By Leah Marks. University Teacher, Medical Genetics

As I looked at the calendar earlier this week, I knew the date felt vaguely familiar but couldn’t quite place it. Suddenly it dawned on me why the 19th May was engraved on my memory – it was that day last year that Glasgow’s first MOOC ‘Cancer in the 21st Century’ went live. The previous year had passed in a flurry of design, planning, writing, recording, editing and proof reading and the 6 week MOOC itself was very much an ‘all hands of deck approach’ which I found both exhausting and exhilarating.
Add in the obligatory report writing (http://www.gla.ac.uk/media/media_395337_en.pdf) that accompanies any academic endeavour and here we are, about to begin again! This has come about because, in addition to the University developing a series of new MOOCs, our course has been given the go-ahead to run again. The 17th August will see round two of the course, followed by another run in January 2016.

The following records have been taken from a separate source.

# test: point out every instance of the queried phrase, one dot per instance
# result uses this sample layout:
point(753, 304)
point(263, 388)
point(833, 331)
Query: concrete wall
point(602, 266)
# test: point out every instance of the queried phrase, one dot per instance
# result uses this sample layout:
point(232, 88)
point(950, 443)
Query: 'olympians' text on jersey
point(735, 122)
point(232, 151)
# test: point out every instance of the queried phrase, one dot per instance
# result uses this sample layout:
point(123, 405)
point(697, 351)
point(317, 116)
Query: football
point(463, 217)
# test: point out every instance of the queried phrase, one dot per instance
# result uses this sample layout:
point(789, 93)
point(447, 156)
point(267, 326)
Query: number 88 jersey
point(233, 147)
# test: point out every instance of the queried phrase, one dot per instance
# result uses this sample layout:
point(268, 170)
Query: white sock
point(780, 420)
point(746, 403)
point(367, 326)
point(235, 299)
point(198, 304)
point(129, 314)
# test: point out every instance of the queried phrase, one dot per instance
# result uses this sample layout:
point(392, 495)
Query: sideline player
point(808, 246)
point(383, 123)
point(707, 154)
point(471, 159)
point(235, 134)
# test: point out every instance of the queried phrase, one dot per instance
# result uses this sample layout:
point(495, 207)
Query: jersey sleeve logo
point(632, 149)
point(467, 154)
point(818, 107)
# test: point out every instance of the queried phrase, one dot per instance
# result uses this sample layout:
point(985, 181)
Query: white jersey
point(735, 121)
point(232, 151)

Since students often accuse us as educators of being obsessed with feedback and reflection, I thought I ought to apply the principle to myself. With the benefit of hindsight and the passing of the months I feel able to objectively look at the MOOC and ask myself that dreaded interview question; ‘What would you do differently next time’? I think the main answer for me is that this time I won’t be so worried about what the students learn.
Since teaching and learning are generally considered our main objective, this may sound slightly bizarre so let me expand a little. Content, content and content felt like my focus for the MOOC first time round; had we covered every aspect of cell biology, did the students understand which symbols in a family tree represented males and females, was the mechanism of drug action explained sufficiently….? As scientists, we can too often be overcome by a preoccupation with detail and forget the big picture and I certainly did. Was the strand of DNA on slide 4 a little too big for the nucleus, was the angle of the radiotherapy beam on slide 10 accurate? Obviously these details must be considered in the appropriate context, and I’m definitely not suggesting we have a slapdash approach to the design of our teaching materials. But what I am suggesting is that we take a step back from time to time and ask ourselves what the bigger picture is.
For me the ‘big picture’ of the MOOC was summed up in the overwhelming popularity of two specific videos – ‘Getting the most out of Google’ and ‘The patient experience’, neither of which had anything much at all to do with me or with my obsession with DNA! Perhaps this simply means that the students don’t find molecular biology all that interesting and that they prefer more generic content. However I believe there’s more to it than that.
Looking at the range of students we attracted (~7500 registered) the variety of backgrounds they came from was incredible. The ‘why are you here’ comments thread in week 1 was an education in itself and clearly students come to a MOOC with a wide range of previous experience and expectations. How we meet the needs of such a diverse audience is a question which I’m not sure we’ll ever fully answer but watching the interactions on the many discussion threads which wound their way through our course I felt that I gained some insight. They asked questions of each other which suggested that not only were they using the materials we had provided in a traditional sense, but that they were taking them out-with the confines of the immediate context and applying them to a huge range of situations. It suddenly occurred to that the very ability that I continually strive to develop in my ‘on campus’ students was happening with very little effort on my part in this diverse and non-traditional environment. The students themselves chose what they wanted to learn and how they wanted to use that information and for me this was a freeing experience. They were not bound by what I chose for them to learn, they were empowered to choose for themselves.
So the questions arises again as to whether I will be including learning outcomes for each week of the MOOC, I feel that my answer will have to be an emphatic ‘no’. I wish my students to have the power to determine their own path, yes guided by myself and other educators but free to escape beyond the confines of my expectations and, in the process, to have the potential to learn something neither of us had ever conceived.